The maestro unmasked!
Author criticizes the 'Greenspan Put', arguing Fed liquidity interventions fueled Wall Street's addiction to easy-credit speculation.
- The Fed's liquidity interventions created a problematic incentive structure known as the 'Greenspan Put'.
- Easy credit and moral hazard have denatured free enterprise capitalism into speculative endeavors for Wall Street.
“ Greenspan had been Fed Chairman for just 69 days when the stock market crashed on October 19, 1987 — Black Monday. The Dow Jones fell 22.6% in a single session, the largest single-day percentage decline in history. Greenspan’s response was swift and decisive: the Fed flooded the system with liquidity, issuing a one-sentence statement guaranteeing its readiness to ‘serve as a source of liquidity to support the economic and financial system.’
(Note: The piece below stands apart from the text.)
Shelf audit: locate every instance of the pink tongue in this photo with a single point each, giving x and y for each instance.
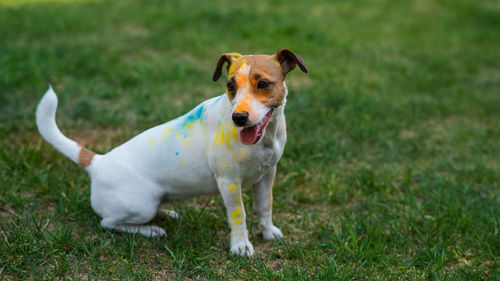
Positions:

In the immediate term, the intervention was arguably appropriate. But it planted a seed that would grow into a deeply problematic incentive structure. The financial community absorbed a critical lesson: the Federal Reserve under Greenspan would not allow serious market dislocations to run their natural course. The concept later codified as ‘the Greenspan Put’ — the market’s understanding that the Fed would cut rates and inject liquidity whenever equities fell significantly — was born.”
I wrote a two parts anyone analysis on Wall Street’s greatest “ Libertarian Maestro.”
In my opinion, His greatest betrayal was single handily denaturing the core values of “ free enterprise Capitalism” into a putrid pseudo intellectual slop designed to feed Wall Street’s addiction to easy-credit financed speculative endeavors. The Maestro of “ moral hazard” lives on today; hopefully not for eternity.